Di nuovo in treno, ritrovata felicità: vedi post precedente. Sono stato a Castelplanio di Jesi, cittadina del silenzio dove don Mariano Piccotti mi chiama ogni poco a parlare. L’argomento di ieri era “l’inganno della ricchezza”, una parola di Gesù (Matteo 13, 22) di sorprendente modernità. Ritrovo il San Vicino e il Catria ieri verzicanti e oggi bianchi di neve. Alberelli fioriti alle finestre del treno. Una scritta a Fossato di Vico che dice “Fanculo Papa”. Giusto per non dimenticare che i giorni sono cattivi. Ma a Gualdo Tadino nevica sui biancospini e io torno a sognare.

Il viaggio in treno è per me una forma della felicità. Guardo il mondo, corro con lui. Vedo i volti, le donne. Contento di una professione che mi fa viaggiare. Mai stanco di partire. Grato a Trenitalia. Uno dei pochi.

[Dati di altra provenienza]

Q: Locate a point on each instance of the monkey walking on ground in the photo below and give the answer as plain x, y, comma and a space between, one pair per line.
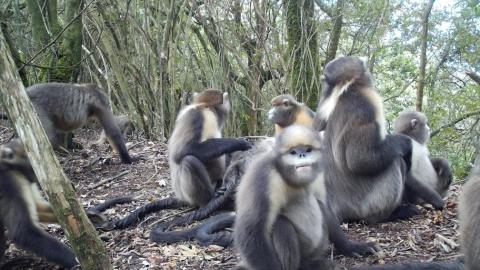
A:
434, 174
65, 107
196, 155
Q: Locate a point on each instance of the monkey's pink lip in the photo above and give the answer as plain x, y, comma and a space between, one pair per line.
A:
303, 167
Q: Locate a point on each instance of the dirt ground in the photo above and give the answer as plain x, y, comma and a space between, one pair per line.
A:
432, 236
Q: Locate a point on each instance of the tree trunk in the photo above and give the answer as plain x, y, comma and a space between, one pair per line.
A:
69, 212
336, 32
303, 51
70, 49
423, 55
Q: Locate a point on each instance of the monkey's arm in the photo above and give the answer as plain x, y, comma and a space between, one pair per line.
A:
367, 154
344, 245
415, 188
253, 239
214, 148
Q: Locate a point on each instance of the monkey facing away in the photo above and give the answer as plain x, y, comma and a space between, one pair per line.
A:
196, 147
365, 168
285, 111
277, 210
433, 173
22, 207
65, 107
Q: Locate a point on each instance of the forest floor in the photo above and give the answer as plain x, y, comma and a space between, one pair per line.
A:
431, 236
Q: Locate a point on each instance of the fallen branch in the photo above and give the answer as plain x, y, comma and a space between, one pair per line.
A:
108, 180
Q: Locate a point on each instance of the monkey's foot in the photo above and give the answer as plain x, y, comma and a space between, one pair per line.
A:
359, 249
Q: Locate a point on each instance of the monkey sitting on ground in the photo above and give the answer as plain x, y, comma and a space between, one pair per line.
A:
65, 107
123, 123
196, 147
285, 111
433, 174
196, 158
22, 207
279, 223
365, 168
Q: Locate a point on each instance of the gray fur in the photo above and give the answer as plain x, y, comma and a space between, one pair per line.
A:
432, 173
277, 211
364, 167
65, 107
469, 210
196, 148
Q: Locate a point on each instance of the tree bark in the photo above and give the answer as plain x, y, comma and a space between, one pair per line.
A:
69, 212
303, 51
423, 55
70, 49
335, 33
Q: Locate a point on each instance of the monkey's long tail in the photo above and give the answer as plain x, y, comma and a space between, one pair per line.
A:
142, 212
219, 202
206, 233
449, 265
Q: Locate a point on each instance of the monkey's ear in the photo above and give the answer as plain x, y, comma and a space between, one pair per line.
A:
413, 123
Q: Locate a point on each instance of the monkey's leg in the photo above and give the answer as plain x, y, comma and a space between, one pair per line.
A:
419, 190
196, 186
107, 121
344, 245
214, 148
285, 243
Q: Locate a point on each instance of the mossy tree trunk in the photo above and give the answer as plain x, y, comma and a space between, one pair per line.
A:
80, 232
62, 59
303, 77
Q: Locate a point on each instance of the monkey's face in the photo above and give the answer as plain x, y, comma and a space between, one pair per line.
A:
299, 165
283, 111
13, 153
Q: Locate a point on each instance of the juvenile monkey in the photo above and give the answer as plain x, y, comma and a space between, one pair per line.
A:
435, 173
22, 207
286, 111
279, 223
123, 123
65, 107
196, 147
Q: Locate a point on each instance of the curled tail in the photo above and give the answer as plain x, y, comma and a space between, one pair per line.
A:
205, 233
140, 213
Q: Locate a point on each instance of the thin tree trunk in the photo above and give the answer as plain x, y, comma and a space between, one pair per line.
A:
336, 32
69, 212
423, 55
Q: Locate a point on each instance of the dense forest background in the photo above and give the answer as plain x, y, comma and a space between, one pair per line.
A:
150, 56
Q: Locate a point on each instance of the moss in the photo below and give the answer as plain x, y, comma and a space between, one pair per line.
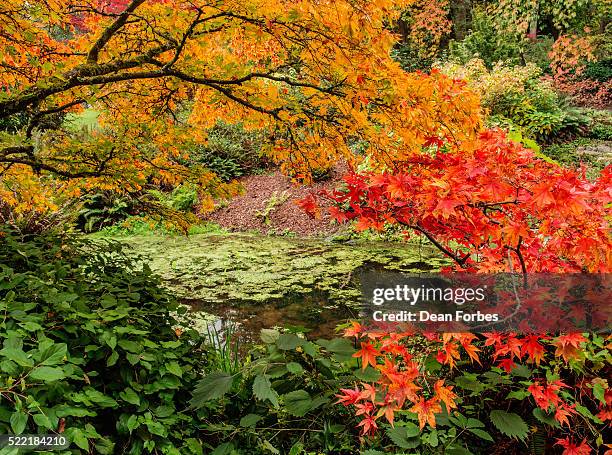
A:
254, 269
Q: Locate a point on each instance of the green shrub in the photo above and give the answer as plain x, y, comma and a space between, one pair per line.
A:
230, 151
89, 346
143, 226
599, 71
103, 209
601, 131
282, 399
517, 97
183, 198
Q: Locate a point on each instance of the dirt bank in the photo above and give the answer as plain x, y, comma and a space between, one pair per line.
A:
268, 206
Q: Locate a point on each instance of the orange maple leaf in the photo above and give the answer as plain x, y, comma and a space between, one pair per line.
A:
426, 410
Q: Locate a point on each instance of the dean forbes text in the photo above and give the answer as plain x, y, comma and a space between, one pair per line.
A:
426, 316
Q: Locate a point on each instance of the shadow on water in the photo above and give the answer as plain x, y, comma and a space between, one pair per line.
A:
315, 314
255, 282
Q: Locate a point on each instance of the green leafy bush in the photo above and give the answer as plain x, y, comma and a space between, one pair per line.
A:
103, 209
230, 151
599, 71
89, 348
282, 399
517, 97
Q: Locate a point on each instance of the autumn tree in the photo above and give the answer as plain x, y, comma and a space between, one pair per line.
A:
316, 76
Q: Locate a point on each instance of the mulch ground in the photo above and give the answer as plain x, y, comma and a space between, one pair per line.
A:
244, 213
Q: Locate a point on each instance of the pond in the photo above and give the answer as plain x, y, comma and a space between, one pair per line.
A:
256, 282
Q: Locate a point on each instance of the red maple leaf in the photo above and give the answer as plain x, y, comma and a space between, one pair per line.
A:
367, 354
573, 449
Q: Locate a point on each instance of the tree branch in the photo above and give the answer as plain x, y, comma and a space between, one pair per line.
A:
94, 52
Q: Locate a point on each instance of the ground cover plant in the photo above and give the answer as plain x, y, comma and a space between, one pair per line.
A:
477, 131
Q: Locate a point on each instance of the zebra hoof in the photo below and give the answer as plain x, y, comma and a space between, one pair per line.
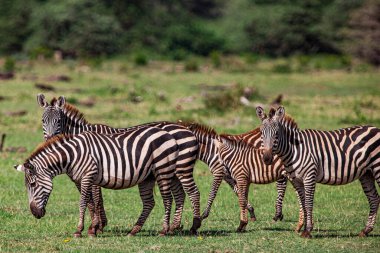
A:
278, 217
241, 227
175, 228
364, 233
306, 234
77, 234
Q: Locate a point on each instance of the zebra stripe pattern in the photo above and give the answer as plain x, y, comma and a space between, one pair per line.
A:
62, 118
328, 157
245, 166
209, 149
116, 161
253, 138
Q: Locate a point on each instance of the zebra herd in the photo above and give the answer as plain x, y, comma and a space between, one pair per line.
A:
96, 156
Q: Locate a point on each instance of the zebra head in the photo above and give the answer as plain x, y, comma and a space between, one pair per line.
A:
269, 131
52, 117
39, 186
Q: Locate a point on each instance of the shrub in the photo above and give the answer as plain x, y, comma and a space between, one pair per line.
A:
192, 65
141, 59
282, 68
9, 65
364, 32
216, 59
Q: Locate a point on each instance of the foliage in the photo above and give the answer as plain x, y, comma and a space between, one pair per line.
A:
9, 65
141, 59
316, 100
75, 27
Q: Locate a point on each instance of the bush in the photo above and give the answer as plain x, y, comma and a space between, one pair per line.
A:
282, 68
364, 32
216, 59
74, 27
192, 65
141, 59
9, 65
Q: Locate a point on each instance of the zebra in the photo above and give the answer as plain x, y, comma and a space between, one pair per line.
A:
60, 117
245, 166
209, 148
115, 161
329, 157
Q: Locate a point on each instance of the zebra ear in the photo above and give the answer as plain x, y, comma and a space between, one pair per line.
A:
280, 113
19, 167
60, 102
41, 100
260, 113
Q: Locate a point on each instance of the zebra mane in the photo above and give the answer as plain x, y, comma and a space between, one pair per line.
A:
239, 136
235, 142
289, 122
74, 114
71, 111
49, 143
199, 127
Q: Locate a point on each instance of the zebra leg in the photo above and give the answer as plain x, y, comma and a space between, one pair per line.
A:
231, 182
217, 180
85, 194
146, 195
300, 191
301, 202
281, 187
90, 206
167, 198
103, 216
309, 186
187, 181
368, 184
243, 187
95, 223
179, 199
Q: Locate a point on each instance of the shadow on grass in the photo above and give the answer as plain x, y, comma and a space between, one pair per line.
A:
149, 233
334, 235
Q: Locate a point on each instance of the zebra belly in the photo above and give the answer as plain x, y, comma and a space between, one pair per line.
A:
114, 179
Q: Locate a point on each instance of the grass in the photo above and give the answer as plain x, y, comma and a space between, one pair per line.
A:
317, 99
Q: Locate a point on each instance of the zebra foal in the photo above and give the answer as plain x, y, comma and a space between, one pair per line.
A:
117, 161
60, 117
329, 157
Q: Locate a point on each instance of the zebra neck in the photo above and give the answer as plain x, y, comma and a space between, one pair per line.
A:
288, 142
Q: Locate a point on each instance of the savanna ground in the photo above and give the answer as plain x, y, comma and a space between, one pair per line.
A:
324, 99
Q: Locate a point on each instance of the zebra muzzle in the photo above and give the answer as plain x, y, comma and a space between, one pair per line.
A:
37, 212
267, 157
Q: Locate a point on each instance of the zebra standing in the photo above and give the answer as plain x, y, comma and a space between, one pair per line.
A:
62, 118
245, 166
328, 157
116, 161
209, 153
253, 138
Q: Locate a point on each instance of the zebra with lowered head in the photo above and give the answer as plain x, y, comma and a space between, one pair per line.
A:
329, 157
60, 117
210, 153
117, 161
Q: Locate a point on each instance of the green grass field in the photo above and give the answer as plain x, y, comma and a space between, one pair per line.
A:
316, 99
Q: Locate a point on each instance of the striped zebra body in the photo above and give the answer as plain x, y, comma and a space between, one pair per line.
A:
245, 166
116, 161
253, 138
328, 157
60, 117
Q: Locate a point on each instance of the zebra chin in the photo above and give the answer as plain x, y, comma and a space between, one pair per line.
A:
267, 158
37, 212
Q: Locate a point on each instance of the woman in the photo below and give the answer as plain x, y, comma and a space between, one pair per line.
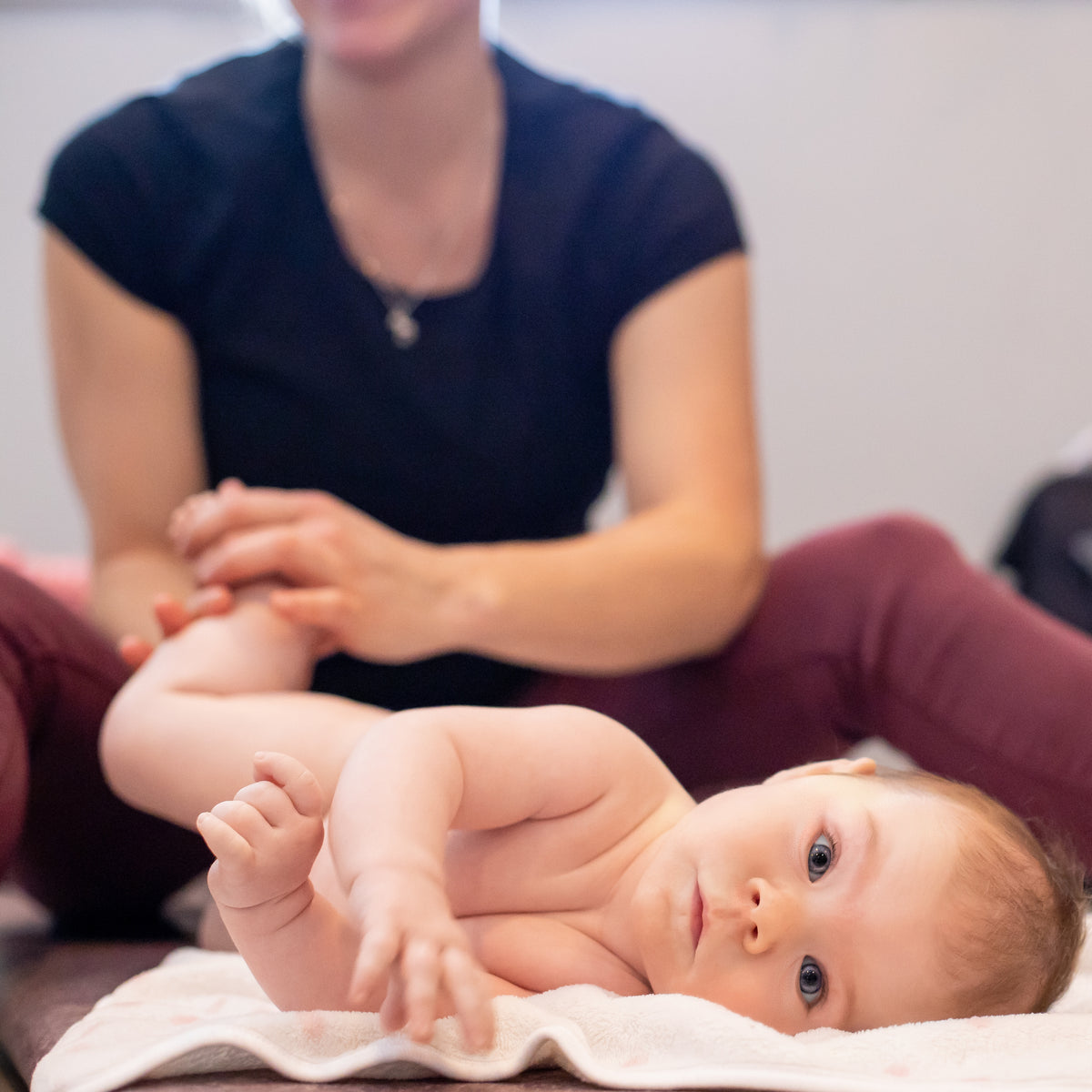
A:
421, 298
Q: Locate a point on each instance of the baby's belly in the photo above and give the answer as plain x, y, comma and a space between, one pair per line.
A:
539, 953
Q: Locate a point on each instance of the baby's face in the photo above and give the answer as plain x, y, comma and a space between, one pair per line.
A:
814, 902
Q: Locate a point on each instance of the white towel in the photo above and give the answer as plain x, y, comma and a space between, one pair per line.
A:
201, 1013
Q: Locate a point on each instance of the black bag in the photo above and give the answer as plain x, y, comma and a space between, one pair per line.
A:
1049, 552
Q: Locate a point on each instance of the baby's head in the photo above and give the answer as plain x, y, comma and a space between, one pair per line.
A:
1016, 905
831, 898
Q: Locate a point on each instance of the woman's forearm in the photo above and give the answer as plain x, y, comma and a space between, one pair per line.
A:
125, 584
661, 587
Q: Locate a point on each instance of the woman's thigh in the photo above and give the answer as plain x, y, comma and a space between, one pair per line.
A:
879, 629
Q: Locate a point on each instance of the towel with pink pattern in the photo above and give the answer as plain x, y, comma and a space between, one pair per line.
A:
201, 1013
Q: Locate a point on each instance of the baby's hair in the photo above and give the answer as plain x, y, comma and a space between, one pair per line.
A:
1018, 900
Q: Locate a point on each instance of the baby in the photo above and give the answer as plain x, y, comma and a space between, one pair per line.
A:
476, 852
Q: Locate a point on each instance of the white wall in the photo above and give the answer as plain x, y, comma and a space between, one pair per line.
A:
913, 175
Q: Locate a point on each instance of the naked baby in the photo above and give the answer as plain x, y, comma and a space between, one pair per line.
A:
476, 852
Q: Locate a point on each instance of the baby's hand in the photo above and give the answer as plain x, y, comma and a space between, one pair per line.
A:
418, 956
268, 836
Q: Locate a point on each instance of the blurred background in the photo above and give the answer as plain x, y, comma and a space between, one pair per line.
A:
913, 176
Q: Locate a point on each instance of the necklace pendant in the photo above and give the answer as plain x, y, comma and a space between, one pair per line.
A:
404, 328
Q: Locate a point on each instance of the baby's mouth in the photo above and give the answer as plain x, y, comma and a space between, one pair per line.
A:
697, 915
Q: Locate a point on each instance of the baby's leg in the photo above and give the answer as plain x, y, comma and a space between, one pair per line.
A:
181, 734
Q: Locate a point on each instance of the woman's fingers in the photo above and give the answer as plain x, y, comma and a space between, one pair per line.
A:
278, 551
208, 517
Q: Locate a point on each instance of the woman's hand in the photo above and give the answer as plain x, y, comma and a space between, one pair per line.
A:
375, 593
174, 615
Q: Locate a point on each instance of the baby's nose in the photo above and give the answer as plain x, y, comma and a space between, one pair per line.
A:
773, 915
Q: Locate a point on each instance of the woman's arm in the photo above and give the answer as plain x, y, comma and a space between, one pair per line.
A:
675, 579
125, 381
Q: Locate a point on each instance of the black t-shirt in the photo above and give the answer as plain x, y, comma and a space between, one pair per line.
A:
203, 201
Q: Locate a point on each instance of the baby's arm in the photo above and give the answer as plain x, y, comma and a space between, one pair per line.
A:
420, 774
181, 734
298, 945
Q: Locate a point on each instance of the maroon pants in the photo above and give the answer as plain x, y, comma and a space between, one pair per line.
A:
99, 865
878, 628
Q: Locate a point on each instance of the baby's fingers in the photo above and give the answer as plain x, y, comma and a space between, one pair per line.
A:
378, 955
473, 1005
420, 973
299, 784
223, 839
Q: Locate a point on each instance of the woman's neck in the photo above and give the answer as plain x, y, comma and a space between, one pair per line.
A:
405, 119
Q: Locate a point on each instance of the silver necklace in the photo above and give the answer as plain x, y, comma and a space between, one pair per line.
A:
401, 323
401, 304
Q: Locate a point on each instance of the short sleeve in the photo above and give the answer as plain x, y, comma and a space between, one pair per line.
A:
105, 194
663, 211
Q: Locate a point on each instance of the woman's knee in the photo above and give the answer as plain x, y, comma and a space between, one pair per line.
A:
883, 550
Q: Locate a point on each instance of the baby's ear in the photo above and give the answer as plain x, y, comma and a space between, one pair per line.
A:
857, 765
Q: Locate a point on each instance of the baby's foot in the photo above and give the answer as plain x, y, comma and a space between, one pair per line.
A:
267, 838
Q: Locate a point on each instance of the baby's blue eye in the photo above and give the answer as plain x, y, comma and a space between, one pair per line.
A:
820, 857
813, 986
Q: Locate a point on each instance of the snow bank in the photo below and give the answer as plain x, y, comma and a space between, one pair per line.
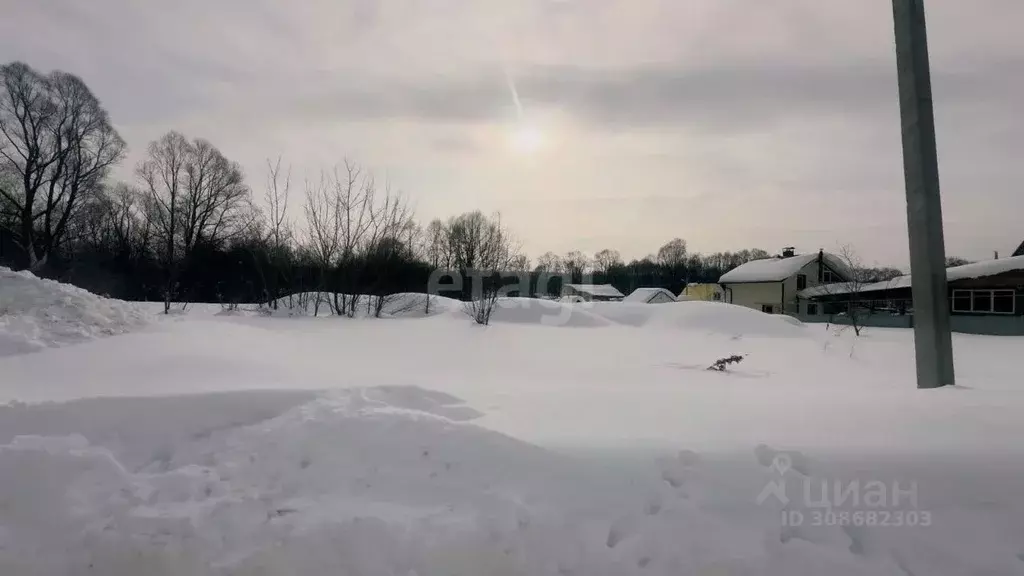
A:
36, 314
389, 481
544, 313
697, 316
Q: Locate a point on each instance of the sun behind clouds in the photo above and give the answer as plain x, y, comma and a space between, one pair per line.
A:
526, 139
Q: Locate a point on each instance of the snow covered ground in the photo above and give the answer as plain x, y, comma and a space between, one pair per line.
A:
562, 440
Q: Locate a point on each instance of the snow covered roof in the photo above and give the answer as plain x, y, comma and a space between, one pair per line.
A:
777, 270
647, 294
605, 290
976, 270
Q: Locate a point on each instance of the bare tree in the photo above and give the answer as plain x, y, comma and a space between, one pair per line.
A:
851, 289
195, 198
606, 259
673, 253
56, 146
324, 230
483, 249
576, 264
163, 174
279, 232
549, 261
350, 222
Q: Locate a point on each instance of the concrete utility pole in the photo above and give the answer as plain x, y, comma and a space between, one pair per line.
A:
932, 341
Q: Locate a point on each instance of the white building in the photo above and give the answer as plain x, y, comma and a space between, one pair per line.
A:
771, 284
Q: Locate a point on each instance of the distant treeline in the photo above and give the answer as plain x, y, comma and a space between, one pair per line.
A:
188, 227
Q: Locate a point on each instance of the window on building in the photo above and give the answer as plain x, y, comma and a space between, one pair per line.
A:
984, 301
1003, 301
962, 300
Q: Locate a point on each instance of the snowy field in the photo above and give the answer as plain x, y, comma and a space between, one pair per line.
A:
561, 440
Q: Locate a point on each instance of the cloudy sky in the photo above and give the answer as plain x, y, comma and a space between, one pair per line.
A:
730, 123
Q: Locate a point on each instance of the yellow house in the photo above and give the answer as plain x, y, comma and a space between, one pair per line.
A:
711, 292
771, 284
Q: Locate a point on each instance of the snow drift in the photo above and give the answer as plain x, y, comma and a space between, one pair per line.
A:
36, 314
375, 481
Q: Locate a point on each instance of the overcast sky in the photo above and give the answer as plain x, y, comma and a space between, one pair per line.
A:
729, 123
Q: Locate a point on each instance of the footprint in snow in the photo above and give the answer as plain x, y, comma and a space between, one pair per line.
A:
782, 460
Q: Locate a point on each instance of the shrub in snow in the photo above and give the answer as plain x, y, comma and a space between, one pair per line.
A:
722, 364
38, 314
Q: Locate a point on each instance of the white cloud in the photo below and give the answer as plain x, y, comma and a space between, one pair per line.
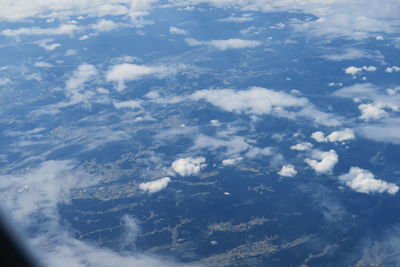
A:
232, 161
318, 136
335, 136
363, 181
233, 144
225, 44
302, 146
237, 19
104, 25
42, 64
323, 162
287, 171
392, 69
340, 136
352, 54
155, 186
70, 52
40, 190
131, 72
378, 102
64, 29
33, 199
373, 111
261, 101
188, 166
356, 70
132, 104
256, 100
387, 131
175, 30
257, 151
47, 45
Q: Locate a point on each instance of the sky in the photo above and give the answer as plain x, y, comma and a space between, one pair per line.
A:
61, 88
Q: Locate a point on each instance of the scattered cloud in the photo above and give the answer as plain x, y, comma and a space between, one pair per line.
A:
392, 69
188, 166
42, 64
302, 146
323, 162
353, 54
287, 171
386, 130
261, 101
356, 70
232, 161
238, 19
155, 186
335, 136
64, 29
48, 44
132, 104
175, 30
225, 44
233, 145
363, 181
104, 25
340, 136
373, 111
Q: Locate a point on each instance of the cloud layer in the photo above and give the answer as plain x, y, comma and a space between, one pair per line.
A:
363, 181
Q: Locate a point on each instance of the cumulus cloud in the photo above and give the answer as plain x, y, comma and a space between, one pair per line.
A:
131, 72
42, 64
323, 162
363, 181
256, 100
104, 25
353, 53
64, 29
188, 166
392, 69
335, 136
175, 30
232, 161
225, 44
238, 19
33, 198
155, 186
377, 102
132, 104
261, 101
302, 146
372, 111
387, 131
233, 145
287, 171
356, 70
48, 44
340, 136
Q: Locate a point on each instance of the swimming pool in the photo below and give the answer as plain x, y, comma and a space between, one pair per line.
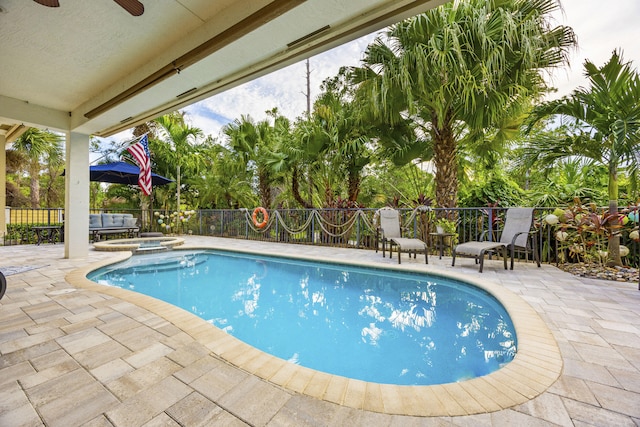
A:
374, 325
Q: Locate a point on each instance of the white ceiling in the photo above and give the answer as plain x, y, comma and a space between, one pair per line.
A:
91, 67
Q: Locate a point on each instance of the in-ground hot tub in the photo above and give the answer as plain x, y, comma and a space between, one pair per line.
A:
139, 245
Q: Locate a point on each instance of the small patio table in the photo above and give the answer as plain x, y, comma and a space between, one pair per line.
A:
440, 239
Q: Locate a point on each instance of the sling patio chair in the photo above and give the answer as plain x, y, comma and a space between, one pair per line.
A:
389, 231
515, 236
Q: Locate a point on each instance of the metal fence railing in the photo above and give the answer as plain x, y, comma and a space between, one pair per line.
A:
328, 227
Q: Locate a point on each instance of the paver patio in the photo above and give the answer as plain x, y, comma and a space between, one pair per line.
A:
71, 355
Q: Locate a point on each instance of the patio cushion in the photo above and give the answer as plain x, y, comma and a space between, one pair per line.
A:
130, 221
112, 220
95, 220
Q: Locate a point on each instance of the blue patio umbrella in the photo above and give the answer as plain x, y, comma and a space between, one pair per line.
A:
122, 173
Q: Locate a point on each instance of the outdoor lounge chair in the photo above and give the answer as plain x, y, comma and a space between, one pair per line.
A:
514, 237
389, 231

www.labibbiasenzasosta.it è il sito di “un evento di bellezza e di grazia” che si è appena concluso – alle ore 11 – in Mantova, nella Rotonda di San Lorenzo: un migliaio di persone ha letto “senza sosta” l’intera Bibbia ebraicca e cristiana, dalla Genesi all’Apocalisse, per 137 ore, quasi sei giorni. Ne parlo al telefono con Giuseppina Nosè che i nove componenti del comitato promotore hanno incaricato dell’informazione. L’idea viene dalla Francia, dove una simile maratona biblica si è tenuta a Limonges nel dicembre del 2005. L’iniziativa è stata mantovana, ma sono accorsi lettori anche da tante città, da Milano, Bologna, Roma, Palermo. L’intera Scrittura è stata suddivisa in 1159 brani e qualche lettore ne ha proclamati più d’uno. “Non ci siamo fermati mai e nessuno tra quanti si erano iscritti è mancato all’appuntamento” racconta con entusiasmo Giuseppina: “Notte e giorno hanno fatto a gara a essere presenti cattolici, ortodossi, valdesi, atei con la passione per la Bibbia, ebrei, musulmani, baha’i e spero di non dimenticare qualcuno. Giovedì sera è venuto a trovarci il vescovo Egidio Caporello, che non aveva dato l’adesione come lettore ed ha ascoltato a lungo, finchè chi leggeva non gli ha passato il libro e anche lui si è fatto proclamatore tra gli altri, leggendo un brano del libro delle Cronache”. La prima pagina della Genesi è stata proclamata e anzi cantata dal presidente della comunità ebraica di Mantova. Circa cinquecento in media le presenze giornaliere degli uditori. “No, non ripeteremo l’esperienza, che pensiamo debba restare unica per Mantova” dice ancora Giuseppina: “Ora siamo pieni della Parola e dobbiamo prolungarne l’ascolto, forse cercare chi ce la spieghi. E’ probabile che qualcosa di simile si faccia tra poco a Bologna”. La portavoce del Comitato è così presa da quanto è avvenuto che quasi parla in versetti: “No, non ci sarà nessuna festa finale, è stata tutta una festa questa settimana di parole e di Parola. E’ stato per tutti un kairòs, un tempo profittevole. Ne porti la sensazione che in te si sia accesa una luce che non si spegnerà”.